As of 2 August, the US had at least 4 657 625 cases and 154 793 deaths.2 In the past two weeks, cases have increased in 23 states and in the territory of Puerto Rico.3

At the hearing, Anthony Fauci, director of the National Institute of Allergy and Infectious Diseases, said that while other countries had closed down their economies “about 95%” to control the virus, the US had closed down only about 50% when there were around 20 000 cases a day. Reopening led to as many as 70 000 cases a day. The increase in cases was real, not because of increased testing, he said, and rapid, point-of care tests were needed.

Admiral Brett Giroir, assistant secretary of health and human services and the “testing czar,” said that more than 40% of tests had taken more than three days, which made contact tracing difficult. He said the delay was because of high demand.

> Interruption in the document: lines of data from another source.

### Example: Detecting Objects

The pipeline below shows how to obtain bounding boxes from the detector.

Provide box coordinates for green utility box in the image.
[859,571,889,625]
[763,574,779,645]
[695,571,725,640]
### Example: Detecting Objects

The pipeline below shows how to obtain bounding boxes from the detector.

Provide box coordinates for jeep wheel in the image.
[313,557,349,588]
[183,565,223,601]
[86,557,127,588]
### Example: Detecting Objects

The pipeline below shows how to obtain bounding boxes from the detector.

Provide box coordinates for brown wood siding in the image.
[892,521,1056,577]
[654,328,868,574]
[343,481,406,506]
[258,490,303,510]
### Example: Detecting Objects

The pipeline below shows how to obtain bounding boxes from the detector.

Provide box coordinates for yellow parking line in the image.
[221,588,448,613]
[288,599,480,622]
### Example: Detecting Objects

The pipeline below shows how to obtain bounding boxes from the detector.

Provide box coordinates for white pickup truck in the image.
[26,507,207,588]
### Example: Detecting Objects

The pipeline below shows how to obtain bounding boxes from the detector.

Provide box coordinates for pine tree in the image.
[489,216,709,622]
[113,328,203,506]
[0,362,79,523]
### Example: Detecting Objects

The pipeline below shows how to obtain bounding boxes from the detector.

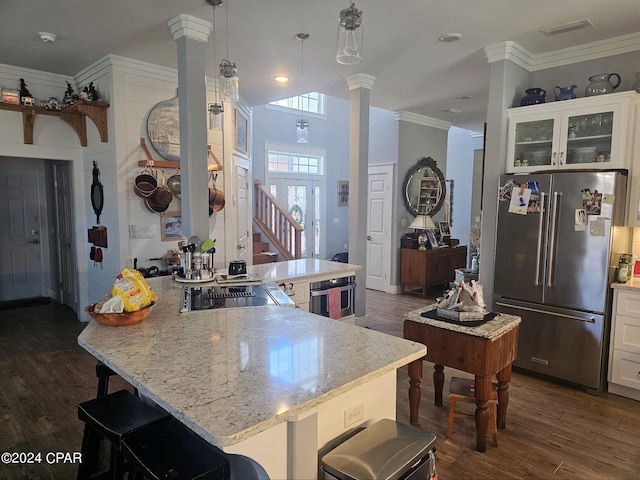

Robert Redfield, director of the Centers for Disease Control and Prevention, Fauci, and Giroir all repeated that the public should wear masks, practise social distancing, avoid indoor crowds (such as in bars), and frequently wash their hands. Investment in public health, neglected for 50 years, should be increased.

National plans to control covid-10 were proposed by the Association of American Medical Colleges, the Center for Health Security at Johns Hopkins University, and the Rockefeller Foundation.

“Testing is the only way out of our present disaster,” the Rockefeller Foundation asserted in its report, based on consultation with government, business, and educational experts. The foundation said it would invest $50m (£38m; €43m) in addition to earlier contributions. It called for the federal government to invest $75bn for testing.4

Testing, contact tracing, improved data collection and infrastructure, and communication of “consistent, fact based” information are needed, the report said. It called for the US to carry out 30 million tests a week by October. A fast, point-of-care test at no cost to the individual is needed and should be widely available, particularly for essential workers and those on low incomes and in minority communities.

While diagnostic testing is important, widespread screening is needed before the flu season begins in October, the report said. Screening can identify people who are asymptomatic so they can isolate and prevent spread, making it easier for schools and universities to reopen and for businesses to operate safely.

The Association of American Medical Colleges presented steps to reset the nation’s approach to the pandemic.5 Among other things, it called for correcting supply and drug shortages and increasing availability and accessibility of tests to 2.3 million per day. It also said that national standards were needed for face coverings along with criteria for lockdowns and reopenings.

The Center for Health Security at Johns Hopkins University proposed a 10 point plan6 which included encouraging or requiring face covering, physical distancing, hand hygiene, and avoidance of indoor crowds and closing activities in areas where infections are increasing, and stay-at-home orders when in crisis.